For many of our competitors, a short onboarding process is an effective way to a create personalized experience. MoodFood asks for preferred genres/subgenres on one page (and prior reading history on the following).
The “today page,” or the home page, houses the main functionality of the app: a user can enter their moods, preferred genre-of-the-day, and preferred reading time, and the app generates recommendations.
This is the page where the user actually reads the micro-novel, with general information about the micro-novel, a short description of the text, and the actual text.
Besides just the micro-novel, this page includes a community discussion tab and an additional recommendations tab to keep users engaged longer.
In these three pages, my biggest goal was to decrease the pressure of finding and finishing a micro-novel. MoodFood accomplishes this in a few ways.
As I discovered through the survey, I couldn’t rely on users themselves to stay committed to their daily reads, and needed to design features to keep them engaged and motivated.
From my interviews, I found that 70% of interviewees engaged in in-person discussion, 60% engaged in online discussion, and 60% viewed fan-created content for their favorite content. People love to share their opinions, and spaces for discussion help people enjoy their content more and give them a reason to come back to the app.

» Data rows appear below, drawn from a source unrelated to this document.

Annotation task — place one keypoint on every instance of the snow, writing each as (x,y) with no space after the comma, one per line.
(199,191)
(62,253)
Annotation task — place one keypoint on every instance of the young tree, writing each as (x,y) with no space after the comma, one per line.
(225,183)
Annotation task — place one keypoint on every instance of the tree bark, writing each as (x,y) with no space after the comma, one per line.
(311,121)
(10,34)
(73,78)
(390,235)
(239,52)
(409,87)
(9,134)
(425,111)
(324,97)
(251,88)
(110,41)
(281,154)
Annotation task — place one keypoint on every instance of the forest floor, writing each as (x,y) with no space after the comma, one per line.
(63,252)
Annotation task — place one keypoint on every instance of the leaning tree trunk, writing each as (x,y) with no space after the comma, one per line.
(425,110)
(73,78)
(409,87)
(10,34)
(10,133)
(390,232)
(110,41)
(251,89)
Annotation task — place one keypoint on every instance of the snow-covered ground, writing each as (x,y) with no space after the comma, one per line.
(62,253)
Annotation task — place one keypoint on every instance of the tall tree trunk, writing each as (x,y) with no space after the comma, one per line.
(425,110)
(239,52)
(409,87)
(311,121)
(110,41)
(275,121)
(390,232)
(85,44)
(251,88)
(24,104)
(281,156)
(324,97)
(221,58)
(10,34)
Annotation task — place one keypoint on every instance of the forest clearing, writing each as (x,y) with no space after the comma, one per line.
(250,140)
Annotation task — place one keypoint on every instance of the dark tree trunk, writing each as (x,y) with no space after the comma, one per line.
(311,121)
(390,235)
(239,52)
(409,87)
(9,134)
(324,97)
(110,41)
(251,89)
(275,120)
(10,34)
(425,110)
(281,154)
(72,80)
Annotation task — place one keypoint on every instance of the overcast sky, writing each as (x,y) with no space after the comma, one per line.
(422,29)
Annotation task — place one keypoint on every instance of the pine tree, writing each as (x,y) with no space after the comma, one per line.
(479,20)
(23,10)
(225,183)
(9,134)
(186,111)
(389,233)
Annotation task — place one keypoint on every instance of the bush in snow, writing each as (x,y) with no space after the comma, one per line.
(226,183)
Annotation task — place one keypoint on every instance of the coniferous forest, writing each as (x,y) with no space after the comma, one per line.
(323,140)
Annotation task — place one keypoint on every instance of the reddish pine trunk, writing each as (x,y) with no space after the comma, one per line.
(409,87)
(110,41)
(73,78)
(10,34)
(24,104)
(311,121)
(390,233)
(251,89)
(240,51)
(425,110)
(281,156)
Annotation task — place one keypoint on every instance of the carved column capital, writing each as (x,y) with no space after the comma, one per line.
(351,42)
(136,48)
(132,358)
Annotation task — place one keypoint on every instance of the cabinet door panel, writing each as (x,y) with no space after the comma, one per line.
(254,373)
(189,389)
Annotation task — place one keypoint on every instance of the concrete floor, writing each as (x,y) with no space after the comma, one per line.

I also wanted to see how we could get users to come back to the app repeatedly until they developed a habit. For inspiration, I turned to a mood-tracking app I used in the past: Daylio, which not only visualizes users’ moods but encourages users to make tracking them a habit.
In MoodFood, each micro-novel has its own community page with a rating and commenting section.
Unlike many of the other pages, the mood tracker and statistics page is not a critical feature. However, this page, inspired by Daylio, increases product engagement by providing users with a variety of evaluative features based on their moods and reading progress every week.
This page rewards habit and helps users be more mindful of their moods. It’s also another channel to push more micro-novel recommendations to users.
MoodFood was a great opportunity to see what I could research, explore, and refine in one week. Because the prompt was vague, I had a lot of freedom on how I wanted to approach the project. I learned to quickly extrapolate decisions from user research and developed unique features beyond the prompt.